De toevoeging de confessore is niet van Mozart zelf maar wekt de suggestie dat de compositie ter ere van een heilige werd gecomponeerd. Solennes geeft slechts aan dat het een werk betreft met orkestrale begeleiding.

De muziek bij de eerste drie psalmen Dixit Dominus ( Psalm 110), Confitebur tibi (Psalm 111) en Beatus vir (Psalm 112) behoort tot de meest krachtige kerkmuziek die Mozart in Salzburg schreef. De zetting van het Laudate pueri (Psalm 113) is een oefening in ouderwets contrapunt, geheel in contrast met het volgende deel Laudate dominum (Psalm 116) dat rust uitstraalt en van een stralende schoonheid is. Het zou niet voor niets één van Mozarts populairste werken worden.
In het eerste Laudate dominum uit 1779 zwijgt het koor en is alleen de sopraan aan het woord. Bij de zetting uit 1780 geeft Mozart de solo eveneens aan de sopraan maar laat hij het koor bijna onmerkbaar de compositie 'binnensluipen'. Een prachtig effect!

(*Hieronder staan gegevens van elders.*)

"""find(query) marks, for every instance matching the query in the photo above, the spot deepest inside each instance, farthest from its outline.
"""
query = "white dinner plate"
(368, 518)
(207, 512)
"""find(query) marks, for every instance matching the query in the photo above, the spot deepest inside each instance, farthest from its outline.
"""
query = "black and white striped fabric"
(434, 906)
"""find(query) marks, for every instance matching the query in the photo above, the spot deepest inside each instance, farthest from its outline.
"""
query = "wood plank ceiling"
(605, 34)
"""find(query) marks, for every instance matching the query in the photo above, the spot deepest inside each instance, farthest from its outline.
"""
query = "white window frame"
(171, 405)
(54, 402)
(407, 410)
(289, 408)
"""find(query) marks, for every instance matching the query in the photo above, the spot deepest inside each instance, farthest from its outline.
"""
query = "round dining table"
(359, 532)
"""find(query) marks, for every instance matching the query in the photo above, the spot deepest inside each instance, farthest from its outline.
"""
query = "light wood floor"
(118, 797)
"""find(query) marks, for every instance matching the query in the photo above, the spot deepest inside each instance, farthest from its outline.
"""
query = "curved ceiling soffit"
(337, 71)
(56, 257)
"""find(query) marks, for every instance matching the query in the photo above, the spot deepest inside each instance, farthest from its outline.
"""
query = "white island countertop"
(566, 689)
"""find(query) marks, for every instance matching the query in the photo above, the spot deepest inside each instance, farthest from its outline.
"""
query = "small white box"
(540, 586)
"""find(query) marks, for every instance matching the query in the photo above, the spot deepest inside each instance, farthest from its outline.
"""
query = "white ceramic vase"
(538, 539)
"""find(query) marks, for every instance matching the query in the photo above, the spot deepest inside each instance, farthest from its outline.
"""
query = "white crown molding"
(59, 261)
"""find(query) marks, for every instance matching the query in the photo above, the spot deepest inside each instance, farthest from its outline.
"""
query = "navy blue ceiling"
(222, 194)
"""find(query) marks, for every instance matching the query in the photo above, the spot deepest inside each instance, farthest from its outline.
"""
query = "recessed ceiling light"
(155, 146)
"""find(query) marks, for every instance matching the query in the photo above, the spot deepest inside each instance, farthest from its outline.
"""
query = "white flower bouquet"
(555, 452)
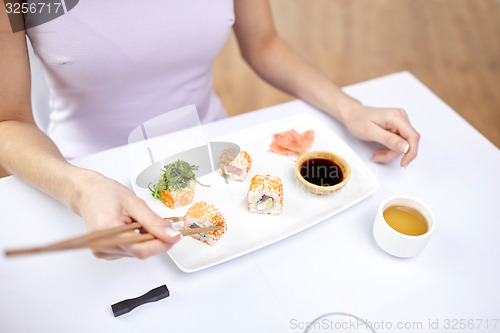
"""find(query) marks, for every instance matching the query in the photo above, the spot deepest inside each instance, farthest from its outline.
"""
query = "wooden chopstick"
(101, 239)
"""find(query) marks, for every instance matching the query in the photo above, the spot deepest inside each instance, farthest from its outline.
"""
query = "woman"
(111, 67)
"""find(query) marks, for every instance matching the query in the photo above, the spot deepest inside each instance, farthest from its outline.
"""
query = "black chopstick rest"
(128, 305)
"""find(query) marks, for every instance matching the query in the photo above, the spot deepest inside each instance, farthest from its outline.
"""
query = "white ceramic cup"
(394, 242)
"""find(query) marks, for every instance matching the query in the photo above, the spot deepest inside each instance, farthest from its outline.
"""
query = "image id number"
(35, 7)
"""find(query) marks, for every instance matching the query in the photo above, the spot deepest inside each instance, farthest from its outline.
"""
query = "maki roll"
(175, 188)
(202, 215)
(234, 166)
(265, 195)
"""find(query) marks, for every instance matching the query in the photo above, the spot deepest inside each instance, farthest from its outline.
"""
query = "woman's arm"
(277, 64)
(30, 155)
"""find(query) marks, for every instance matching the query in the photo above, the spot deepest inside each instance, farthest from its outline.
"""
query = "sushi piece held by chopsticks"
(265, 195)
(203, 215)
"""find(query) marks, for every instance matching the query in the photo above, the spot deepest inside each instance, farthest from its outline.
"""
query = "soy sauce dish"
(322, 172)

Het afsluitende Magnificat is in sonatevorm geschreven. Het hoofdthema zou Mozart - opmerkelijk genoeg - elf jaar later in zijn allerlaatste compositie, de ouverture voor de opera La Clemenza di Tito, opnieuw gebruiken en letterlijk citeren.

In deze Vesperzettingen toont Mozart, meer dan bij de in Salzburg gecomponeerde missen, zijn persoonlijke ideeën over sacrale muziek. Albert Einstein zei dan ook: ‘Wie deze werken niet kent, kent Mozart niet’ .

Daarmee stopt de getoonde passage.